The cost of ERP
9 March 2022
Inforlogic, looks at the cost of ERP and highlights why value, not investment, is the metric to focus on.
When it comes to ERP, all things are not created equal. Just as there is no one size fits all, there is no price that fits all. But by understanding the respective merits and value of all aspects of a solution, it’s easier to pinpoint the right one within a price range which is appropriate for your particular organisation.
ERP costs can vary immensely, but are influenced specifically by a number of factors to include:
Not only do lots of additional features increase cost, they can also increase risk by impacting the system’s ability to scale.
While more licences = more cost, the emergence of cloud can mitigate this burden by offering different models, therefore it is important to explore all options.
There’s no escaping the fact that data centres are costly, so it’s important to consider their merits versus a hosted model where up front hardware costs are absorbed by the provider.
While training is expensive, by its very nature, it’s important. The good news is that systems are becoming increasingly intuitive, reducing reliance on skills and training, and in turn minimising risk.

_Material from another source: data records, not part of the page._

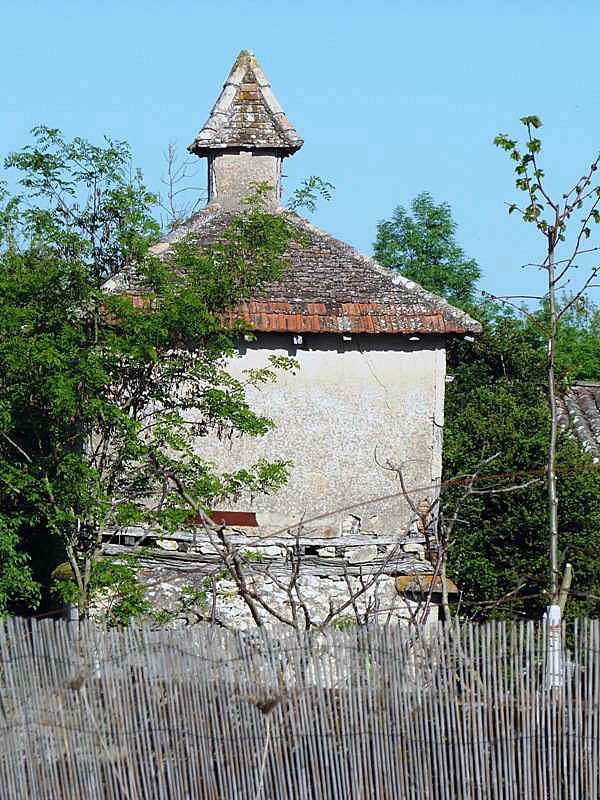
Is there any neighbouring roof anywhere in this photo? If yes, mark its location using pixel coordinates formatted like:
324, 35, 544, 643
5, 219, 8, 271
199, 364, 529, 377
396, 575, 458, 594
557, 381, 600, 464
153, 204, 481, 334
188, 50, 303, 156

Ensuring the right functionality for your specific business is arguably the most important aspect of ERP. You can’t manufacture a drone if your processes are designed to process pigs for example. Investment in this area is crucial as the smooth running of your business lives or dies by it.
While cloud clearly wins when it comes to TCO, and on-premise ERP typically commands the higher costs as a result of the associated hardware and licencing, it isn’t always cost effective to rip out on-premise and replace with a cloud platform. Often, spending time working with a partner to unlock functionality and add certain capabilities can be more cost effective, in the short term at least.

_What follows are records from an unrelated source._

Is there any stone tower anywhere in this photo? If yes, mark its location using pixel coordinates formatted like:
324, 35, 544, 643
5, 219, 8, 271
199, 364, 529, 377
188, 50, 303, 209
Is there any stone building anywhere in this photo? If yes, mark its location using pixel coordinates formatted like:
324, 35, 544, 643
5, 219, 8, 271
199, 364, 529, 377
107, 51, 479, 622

Crucially, the way in which systems are paid for varies substantially also. Once, high up-front investment in hardware and a perpetual licence was the only way to access the capabilities necessary. Now, greater flexibility means that a whole host of options prevail, from platform-as-a-service, and software-as-a-service to multi-tenant cloud which is consumed as a service.
When it comes to the true cost of ERP, perhaps a better question to ask is around value. In the same way that it is wasteful to invest in a minibus to drive one person to an office twice a week, it’s important to ensure that you’re paying only for the capabilities and functionality that you need.
Of course, it’s important to have an eye on the future, as needs can change, but buying a system which is all things to all people on a grand scale is pointless if you are, say, a traditional bakery with plans to expand into the gluten free market, or a bike manufacturer looking to launch a range of products for agriculture.
As the old adage goes, you get what you pay for, and technology is no exception. While ERP, by its very nature, is hugely valuable, therefore comes at a cost, modern platforms promise a much more predictable and proportionate investment than those of previous generations.
Flexibility is key, and through working with a specialist partner who understands both the software industry and market sector you operate within, the pricing models and options can be fully explored to find once which delivers the greatest value at the most reasonable investment point.
By honing specific requirements, and creating a robust business case with dedicated value and benefits, the cost of ERP not only becomes proportionate, but can be viewed by the business as a value add rather than a cost centre.